Dinî bilgilerin çocuklara 3-4 yaşından itibaren verilebileceğini, her şeyi yaratan, düzene koyup idare eden Allah tasavvurunun, çocukların o yaşlardaki anlayışlarına zor gelmeyeceğini söyleyebiliriz. Esasen çocuk düşünmeden, şüphelenmeden ve itiraz etmeden inanmaya hazır olduğundan, söylenenlere içtenlikle inanır. Buna sadece dilde inanma denmez. Bu, aynı zamanda ruhun da kabulü ve inanışıdır. Tabiî olan da budur. Çünkü çocuk, inanmakla kendini güçlenmiş ve Allah’a yaklaşmış hisseder. Böylece o, hayatı iyi, güzel ve yaşamaya değer bulacak ve o nispette yaşama gücü artacaktır.

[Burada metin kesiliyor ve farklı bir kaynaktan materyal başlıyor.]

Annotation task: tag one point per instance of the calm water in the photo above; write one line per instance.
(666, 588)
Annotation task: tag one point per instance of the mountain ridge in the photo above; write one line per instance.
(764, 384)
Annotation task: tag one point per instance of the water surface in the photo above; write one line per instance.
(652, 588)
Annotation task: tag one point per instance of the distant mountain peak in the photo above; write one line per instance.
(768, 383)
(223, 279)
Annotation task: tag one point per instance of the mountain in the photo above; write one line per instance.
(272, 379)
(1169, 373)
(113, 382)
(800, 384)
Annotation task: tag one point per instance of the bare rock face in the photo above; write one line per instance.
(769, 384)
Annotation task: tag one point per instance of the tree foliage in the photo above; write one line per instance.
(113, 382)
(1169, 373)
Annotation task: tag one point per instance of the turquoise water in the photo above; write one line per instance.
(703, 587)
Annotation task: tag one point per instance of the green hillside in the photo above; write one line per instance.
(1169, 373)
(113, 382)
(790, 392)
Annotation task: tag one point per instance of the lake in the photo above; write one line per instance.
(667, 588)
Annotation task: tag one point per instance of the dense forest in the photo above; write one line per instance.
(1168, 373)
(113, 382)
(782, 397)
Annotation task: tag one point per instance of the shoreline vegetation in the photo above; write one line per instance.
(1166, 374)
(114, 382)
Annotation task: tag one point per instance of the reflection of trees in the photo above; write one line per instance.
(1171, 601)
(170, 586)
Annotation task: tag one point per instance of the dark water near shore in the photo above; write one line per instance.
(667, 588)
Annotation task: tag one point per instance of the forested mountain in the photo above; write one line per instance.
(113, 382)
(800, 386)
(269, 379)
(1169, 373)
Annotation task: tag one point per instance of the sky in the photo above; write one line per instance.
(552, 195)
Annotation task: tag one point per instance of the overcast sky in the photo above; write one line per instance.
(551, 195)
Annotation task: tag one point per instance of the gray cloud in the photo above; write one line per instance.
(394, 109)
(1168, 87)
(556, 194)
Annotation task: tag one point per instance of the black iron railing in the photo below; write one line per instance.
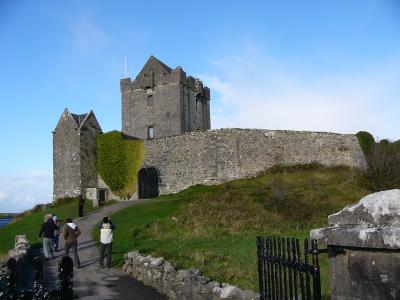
(63, 291)
(285, 270)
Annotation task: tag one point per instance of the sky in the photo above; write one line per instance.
(300, 65)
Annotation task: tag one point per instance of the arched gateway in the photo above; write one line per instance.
(148, 183)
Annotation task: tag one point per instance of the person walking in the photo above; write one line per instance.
(47, 230)
(71, 232)
(81, 205)
(106, 239)
(56, 233)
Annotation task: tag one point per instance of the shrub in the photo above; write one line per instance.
(118, 160)
(366, 141)
(384, 166)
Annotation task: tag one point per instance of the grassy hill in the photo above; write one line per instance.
(213, 228)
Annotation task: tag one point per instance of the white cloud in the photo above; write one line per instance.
(22, 191)
(87, 35)
(252, 91)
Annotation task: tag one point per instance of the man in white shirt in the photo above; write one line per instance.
(106, 239)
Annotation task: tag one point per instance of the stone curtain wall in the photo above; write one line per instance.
(210, 157)
(181, 284)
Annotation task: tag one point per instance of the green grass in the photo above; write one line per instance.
(31, 222)
(213, 228)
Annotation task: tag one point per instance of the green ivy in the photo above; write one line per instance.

Büyüklere bir çok sorular sorması, onun öğrenme merakını, olumlu yaklaşımını gösterir. Bu sebeple çocuğa Allah inancı hakkında bilgiler aktarırken, bu bilgilerin anlaşılır olmasına bilhassa dikkat etmek, Allah’ın büyüklüğünü, her şeyin yaratıcısı, bütün iyilik ve güzelliklerin sahibi olduğunu öncelikle belirtmek gerekir (Ayhan, s).
Dinimizin en temel konusu olan Allah inancı, bu yaşlarda şu şekilde de verilebilir: Allah, bütün varlıkları yaratan ve insanları onlardan daha üstün kılan ve seven, özellikle çocukları daha çok seven ve koruyan, besleyip büyüten, sayılamayacak güzelliklerde yiyecekler ve içecekler veren, çiçeklerle, hayvanlarla tabiatı dolduran, suçları ve yanlış davranışları hemen cezalandırmayıp, farkına varıp vazgeçmemiz için zaman tanıyan, davranışlarımızın iyi ve güzel olanlarına büyük ölçüde mükâfatlar veren, yaptığımız bir iyiliğe karşı daha başka pek çok iyiliklere ulaşmamızı sağlayan Yüce Rabbimizdir (Ayhan, s).
Ya da çocuğumuza; nimetleriyle bizi perverde eden Allah’ın (cc) şefkati, Rahmâniyeti ve Rahîmiyeti onun anlayacağı şekilde anlatılabilir. Allah’ın (cc) bizi nasıl beslediği, baktığı, büyüttüğü, bize nasıl sevgi verdiği anlatılır ve: “O (cc), çok şefkatlidir, bizi korur, bütün belâlardan muhafaza, himaye ve vikaye eder”denilerek, çocuklarda O’na karşı güven, itimat ve sevgi hissi coşturulmalıdır. Hattâ en küçük yavruların, dahası haşaratın, Allah’ın (cc) re’fetiyle, rahmetiyle beslendiği uygun bir dille ona anlatılarak, Rabbisiyle olan münasebeti sağlama bağlanılmalıdır.